Apes prefer the glass half full. Duke Today, Feb. 11, 2015. Humans aren’t the only species to be influenced by spin. Our closest primate relatives are susceptible, too. For example, people rate a burger as more tasty when it is described as “75 percent lean” than when it is described as “25 percent fat,” even though that’s the same thing. A Duke University study finds that positive and negative framing make a big difference for chimpanzees and bonobos too. Picked up by the Daily Mail and Scientific American.
Chimps with higher-ranking moms do better in fights. Duke Today, Jan. 28, 2015. For chimpanzees, just like humans, teasing, taunting and bullying are familiar parts of playground politics. An analysis of twelve years of observations of playground fights between young chimpanzees in East Africa finds that chimps with higher-ranked moms are more likely to win.
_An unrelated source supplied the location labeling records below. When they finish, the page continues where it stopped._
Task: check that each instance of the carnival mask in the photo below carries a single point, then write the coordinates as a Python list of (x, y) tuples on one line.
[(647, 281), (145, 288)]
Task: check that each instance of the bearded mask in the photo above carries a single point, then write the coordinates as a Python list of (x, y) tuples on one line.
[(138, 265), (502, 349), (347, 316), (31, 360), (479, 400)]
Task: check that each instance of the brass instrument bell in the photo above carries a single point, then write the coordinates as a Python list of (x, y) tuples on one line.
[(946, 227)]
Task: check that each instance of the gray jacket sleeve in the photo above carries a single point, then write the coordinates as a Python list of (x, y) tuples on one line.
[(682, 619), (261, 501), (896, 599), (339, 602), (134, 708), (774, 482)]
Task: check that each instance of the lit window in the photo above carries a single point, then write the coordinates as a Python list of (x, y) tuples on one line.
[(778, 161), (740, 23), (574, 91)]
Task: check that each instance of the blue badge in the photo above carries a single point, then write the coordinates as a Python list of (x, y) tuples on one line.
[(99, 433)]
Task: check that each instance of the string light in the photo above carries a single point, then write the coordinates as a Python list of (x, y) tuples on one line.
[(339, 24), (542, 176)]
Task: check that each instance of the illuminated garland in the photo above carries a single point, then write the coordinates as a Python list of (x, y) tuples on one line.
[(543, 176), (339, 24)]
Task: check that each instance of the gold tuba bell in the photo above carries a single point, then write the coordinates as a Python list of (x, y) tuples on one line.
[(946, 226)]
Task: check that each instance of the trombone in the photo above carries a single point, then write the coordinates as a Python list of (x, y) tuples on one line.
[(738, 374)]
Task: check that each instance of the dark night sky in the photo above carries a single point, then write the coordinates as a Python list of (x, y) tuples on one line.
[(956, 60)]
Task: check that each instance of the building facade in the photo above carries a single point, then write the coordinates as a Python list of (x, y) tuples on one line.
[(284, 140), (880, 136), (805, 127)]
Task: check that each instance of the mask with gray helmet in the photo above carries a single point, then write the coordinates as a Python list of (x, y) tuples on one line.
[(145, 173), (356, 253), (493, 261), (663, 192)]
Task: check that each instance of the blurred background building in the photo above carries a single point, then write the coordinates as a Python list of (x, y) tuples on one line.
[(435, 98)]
Humans, sparrows make sense of sounds in similar ways. Duke Today, Jan. 5, 2015. The song of the swamp sparrow — a grey-breasted bird found in wetlands throughout much of North America — is a simple melodious trill. But according to a new study by researchers at Duke University and the University of London, swamp sparrows are capable of processing the notes that make up their simple songs in more sophisticated ways than previously realized — an ability that may help researchers better understand the perceptual building blocks that enable language in humans. Picked up by The Herald-Sun, Wildlife Magazine and The New York Times.
Lady baboons with guy pals live longer. Duke Today, September 10, 2014. Numerous studies have linked social interaction to improved health and survival in humans, and new research confirms that the same is true for baboons. A long-term study of more than 200 wild female baboons finds that the most sociable females live two to three years longer than their socially isolated counterparts. Socializing with males gave females an even bigger longevity boost than socializing with other females, the researchers found. Picked up by the Daily Mail.
Supportive moms and sisters boost female baboon’s rank. Duke Today, July 30, 2014. A study of dominance in female baboons suggests that the route to a higher rank is to maintain close ties with mom, and to have lots of supportive sisters. Picked up by TIME Magazine.
Animals with bigger brains, broader diets have better self control. National Evolutionary Synthesis Center, April 24, 2014. The largest study of animal intelligence to-date finds that animals with bigger brains and broader diets have better self-control. The results are part of a long history of research aimed at understanding why some species are able to do things like make and use tools, read social cues, or even understand basic math, and others aren’t. By convincing animal experts across the globe to conduct the same set of experiments, researchers were able to test ideas about how cognitive differences in the animal kingdom came to be in a much more rigorous way than has been possible before. Picked up by The New York Times and the National Science Foundation.
Lemurs match scent of a friend to sound of her voice. Duke Today, April 15, 2014. Humans aren’t alone in their ability to match a voice to a face — animals such as dogs, horses, crows and monkeys are able to recognize familiar individuals this way too, a growing body of research shows. A new study finds that some animals can even match a voice to a scent. Researchers report that ring-tailed lemurs respond more strongly to the scents and sounds of female lemurs when the scent they smell and the voice they hear belong to the same female — even when she’s nowhere in sight. Picked up by the National Science Foundation and Natural History magazine (June 2014 issue).